On Mon, Jun 29, 2009 at 01:37:31PM -0700, David Morris wrote:
1000 years from now, it will certainly be easier to recover content from
an ascii 'file' than an html, xml, or pdf 'file' created now. It is
probably an unjustified assumption that 'software' available 1000 years
from now will be able to render today's html, xml, or pdf.
I am not sure I agree with this assertion. In 1000 years, I have
every hope that some versions of PDF will be widely usable; but the
currently prescribed format of electronic versions of RFCs I think is
already obsolete, and will be unreadable in 1000 years.
PDF/A-1 is an ISO standard preferred by the U.S. Library of Congress
for page-oriented textual (or primarily textual) documents "when
layout and visual characteristics are more significant than logical
visited 2009-06-29) One could construct a reasonable argument that in
the case of RFCs, the layout and visual characteristics are _not_ more
siginficant than logical structure. But under the current publication
regime, they are in fact more significant: we have significant rules
for publication about the exact "page" layout, the number of lines,
the margins, the headers and footers, and even what "character"
(i.e. line-printer character) ends a page. We have practically no
guidance about the logical structure of documents, except that if the
document is a given number of pages, it needs a table of contents.
Whether the logical structure of the document ought to be of higher
concern in relation to the publication form is a topic argued
elsewhere in this thread. I want to pay attention to whether PDF will
be usable in 1000 years.
The Library of Congress, and librarians generally, take archival
formats terribly seriously. There is just about no hope of dislodging
the MARC standard, for instance, even though every librarian I ever
spoke to in my admittedly brief library career granted that MARC is
miserably adapted to relational databases (which hadn't been invented
when MARC was settled upon). The reason MARC can't be replaced is
because that's the format they picked, and so everything has to work
around it. Period. The technology it was invented around was
obsolete before the standard even got widely adopted? Too bad. This
is an _archival_ format, and therefore it Will Not Change. All future
technology will simply be specified to use it. And it is so
specified: one library automation system I knew of when I last looked
at this (nearly 10 years ago, mind) stored every MARC record in BLOBs,
and just did everything up in the application. Everyone except the
sales people thought this a miserable hack, but the MARC format was
preserved.
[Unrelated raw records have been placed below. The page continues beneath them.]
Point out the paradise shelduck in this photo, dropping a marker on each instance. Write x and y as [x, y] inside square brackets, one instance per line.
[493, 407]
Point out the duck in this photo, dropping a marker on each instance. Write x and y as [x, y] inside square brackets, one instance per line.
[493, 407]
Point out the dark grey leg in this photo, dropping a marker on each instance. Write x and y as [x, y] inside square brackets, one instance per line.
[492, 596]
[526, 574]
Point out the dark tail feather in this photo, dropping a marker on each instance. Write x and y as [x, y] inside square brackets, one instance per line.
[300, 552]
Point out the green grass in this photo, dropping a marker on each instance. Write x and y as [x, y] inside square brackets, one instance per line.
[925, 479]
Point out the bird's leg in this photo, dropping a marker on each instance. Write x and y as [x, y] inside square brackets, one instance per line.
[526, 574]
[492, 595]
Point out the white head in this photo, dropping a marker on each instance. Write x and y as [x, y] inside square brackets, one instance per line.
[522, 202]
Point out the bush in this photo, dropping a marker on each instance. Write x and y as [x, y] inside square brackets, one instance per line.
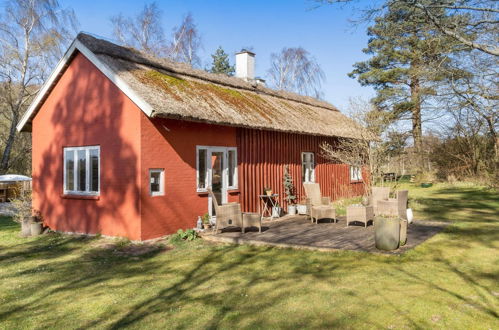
[188, 235]
[23, 207]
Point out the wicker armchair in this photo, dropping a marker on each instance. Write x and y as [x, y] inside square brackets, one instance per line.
[378, 194]
[395, 206]
[227, 214]
[3, 192]
[318, 207]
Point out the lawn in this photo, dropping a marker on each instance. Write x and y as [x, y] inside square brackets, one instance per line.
[450, 281]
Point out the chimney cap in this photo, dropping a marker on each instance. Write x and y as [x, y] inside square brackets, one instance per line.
[244, 50]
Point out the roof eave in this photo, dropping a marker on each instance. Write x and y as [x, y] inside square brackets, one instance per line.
[24, 124]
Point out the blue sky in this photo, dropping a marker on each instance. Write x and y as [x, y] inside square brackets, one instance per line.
[266, 26]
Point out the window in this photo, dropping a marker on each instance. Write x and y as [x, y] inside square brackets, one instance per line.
[232, 170]
[202, 156]
[227, 165]
[355, 173]
[82, 170]
[308, 167]
[157, 182]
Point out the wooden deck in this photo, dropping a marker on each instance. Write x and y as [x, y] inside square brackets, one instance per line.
[297, 232]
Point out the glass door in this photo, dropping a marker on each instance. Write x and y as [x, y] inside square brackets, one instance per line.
[218, 176]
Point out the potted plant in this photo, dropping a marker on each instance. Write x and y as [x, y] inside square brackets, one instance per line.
[276, 211]
[387, 233]
[302, 207]
[289, 189]
[206, 221]
[403, 232]
[36, 227]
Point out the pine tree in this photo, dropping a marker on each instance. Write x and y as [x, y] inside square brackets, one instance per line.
[221, 63]
[409, 61]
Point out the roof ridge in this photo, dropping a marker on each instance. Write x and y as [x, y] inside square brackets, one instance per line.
[136, 56]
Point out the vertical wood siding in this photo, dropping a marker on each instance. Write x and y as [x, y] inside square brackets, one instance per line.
[263, 155]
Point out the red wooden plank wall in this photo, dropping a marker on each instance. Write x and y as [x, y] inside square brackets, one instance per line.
[263, 154]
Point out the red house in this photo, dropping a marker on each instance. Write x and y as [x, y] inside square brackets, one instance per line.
[125, 144]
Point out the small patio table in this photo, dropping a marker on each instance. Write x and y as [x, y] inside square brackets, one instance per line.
[360, 213]
[252, 220]
[268, 202]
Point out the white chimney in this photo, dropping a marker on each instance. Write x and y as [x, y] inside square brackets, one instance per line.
[245, 65]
Thus do relational theorists go slowly insane.
If librarians have picked PDF/A-1 as an electronic format that they're
going to use -- particularly, if LC has picked it -- then I have every
confidence that the format will be supported somewhere for roughly as
long as there remain readers on Earth. I am more concerned, in fact,
about widespread inability to read than I am about librarians stopping
support of some archival format they selected. They are way more
serious about keeping old archival formats working than the IETF has
even been about making FTP continue to work everywhere.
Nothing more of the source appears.